## MA2RA2-Real Analysis II

Module Provider: Mathematics and Statistics
Number of credits: 10 [5 ECTS credits]
Level:5
Terms in which taught: Autumn / Summer term module
Pre-requisites: MA1RA1 Real Analysis I or MA2RA1 Real Analysis I and MA1FM Foundations of Mathematics and MA1CA Calculus and MA1LA Linear Algebra
Non-modular pre-requisites:
Co-requisites:
Modules excluded: MA2RCA Real and Complex Analysis or MA3RCA Real and Complex Analysis
Current from: 2021/2

Module Convenor: Dr Nikos Katzourakis

Type of module:

Summary module description:
This module continues the study of analysis to the point where it relates to topics studied in other courses, such as integration and differentiation.

Aims:
To introduce students to rigorous analysis, enable them to relate this to calculus and demonstrate that analysis can produce some worthwhile results which calculus cannot.

Assessable learning outcomes:
By the end of the module students are expected to be able to:

- use the ideas of integration and differentiation in a rigorous way

- manipulate infinite series and apply them in problems involving differentiation and integration

- understand that there are situations in which the order of limiting operations may not be inverted, and justify some simple cases where the inversion is legitimate.

Students will encounter situations where existence and uniqueness of solutions may be proved where the solutions cannot be expressed explicitly.

Outline content:
This module continues the study of analysis to the point where it relates to topics studied in other courses, such as integration and differentiation. Some of this material is just the logical underpinning of the results one would expect, but there are some surprises. This is particularly evident in the section on uniform convergence, where attention is given to interchanging the order of limiting processes, a useful technique but one which is not always valid. The course will conclude with some applications of analysis to other areas producing results which could not be obtained without the use of analysis.

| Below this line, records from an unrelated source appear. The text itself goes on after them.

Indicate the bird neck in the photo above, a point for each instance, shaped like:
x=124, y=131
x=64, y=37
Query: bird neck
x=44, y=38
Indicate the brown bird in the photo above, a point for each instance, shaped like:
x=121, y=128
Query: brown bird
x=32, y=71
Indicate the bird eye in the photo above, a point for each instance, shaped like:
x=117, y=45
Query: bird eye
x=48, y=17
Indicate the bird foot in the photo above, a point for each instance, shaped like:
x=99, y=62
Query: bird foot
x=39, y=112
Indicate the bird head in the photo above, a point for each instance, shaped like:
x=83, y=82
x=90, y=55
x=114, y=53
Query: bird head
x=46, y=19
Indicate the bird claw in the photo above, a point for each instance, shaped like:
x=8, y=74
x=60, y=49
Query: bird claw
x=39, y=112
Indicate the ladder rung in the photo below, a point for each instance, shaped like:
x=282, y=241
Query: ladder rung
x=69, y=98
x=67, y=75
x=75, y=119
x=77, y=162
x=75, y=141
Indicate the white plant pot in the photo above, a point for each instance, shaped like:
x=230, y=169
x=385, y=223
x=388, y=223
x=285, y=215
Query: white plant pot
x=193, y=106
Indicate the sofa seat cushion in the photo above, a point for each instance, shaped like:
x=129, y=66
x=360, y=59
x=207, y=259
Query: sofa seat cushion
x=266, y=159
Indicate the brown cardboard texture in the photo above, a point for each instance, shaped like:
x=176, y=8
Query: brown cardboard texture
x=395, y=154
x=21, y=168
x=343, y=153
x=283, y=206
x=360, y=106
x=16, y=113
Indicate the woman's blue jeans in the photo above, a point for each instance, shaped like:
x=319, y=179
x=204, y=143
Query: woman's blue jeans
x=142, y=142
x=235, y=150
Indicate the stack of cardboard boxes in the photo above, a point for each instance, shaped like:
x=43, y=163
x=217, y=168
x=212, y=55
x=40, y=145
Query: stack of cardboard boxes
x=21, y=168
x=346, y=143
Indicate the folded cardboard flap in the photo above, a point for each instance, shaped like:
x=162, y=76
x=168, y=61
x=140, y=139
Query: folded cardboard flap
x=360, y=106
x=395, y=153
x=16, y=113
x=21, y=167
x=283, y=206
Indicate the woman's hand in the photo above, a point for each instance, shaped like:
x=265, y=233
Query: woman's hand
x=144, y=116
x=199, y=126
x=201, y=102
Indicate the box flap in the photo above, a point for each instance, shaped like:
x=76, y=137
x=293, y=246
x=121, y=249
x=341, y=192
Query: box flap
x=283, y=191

Brief description of teaching and learning methods:
Lectures, supported by problem sheets and lecture-based tutorials.

Contact hours:
 Autumn Spring Summer Lectures 20 2 Tutorials 10 Guided independent study: 68 Total hours by term 98 2 Total hours for module

Summative Assessment Methods:
 Method Percentage Written exam 80 Set exercise 20

Summative assessment- Examinations:
2 hours

Summative assessment- Coursework and in-class tests:
Assignments and one examination paper.

Formative assessment methods:
Problem sheets

Penalties for late submission:

The Support Centres will apply the following penalties for work submitted late:

• where the piece of work is submitted after the original deadline (or any formally agreed extension to the deadline): 10% of the total marks available for that piece of work will be deducted from the mark for each working day (or part thereof) following the deadline up to a total of five working days;
• where the piece of work is submitted more than five working days after the original deadline (or any formally agreed extension to the deadline): a mark of zero will be recorded.
The University policy statement on penalties for late submission can be found at: http://www.reading.ac.uk/web/FILES/qualitysupport/penaltiesforlatesubmission.pdf
You are strongly advised to ensure that coursework is submitted by the relevant deadline. You should note that it is advisable to submit work in an unfinished state rather than to fail to submit any work.

Assessment requirements for a pass:
A mark of 40% overall.

Reassessment arrangements:
One examination paper of 2 hours duration in August/September - the resit module mark will be the higher of the exam mark (100% exam) and the exam mark plus previous coursework marks (80% exam, 20% coursework).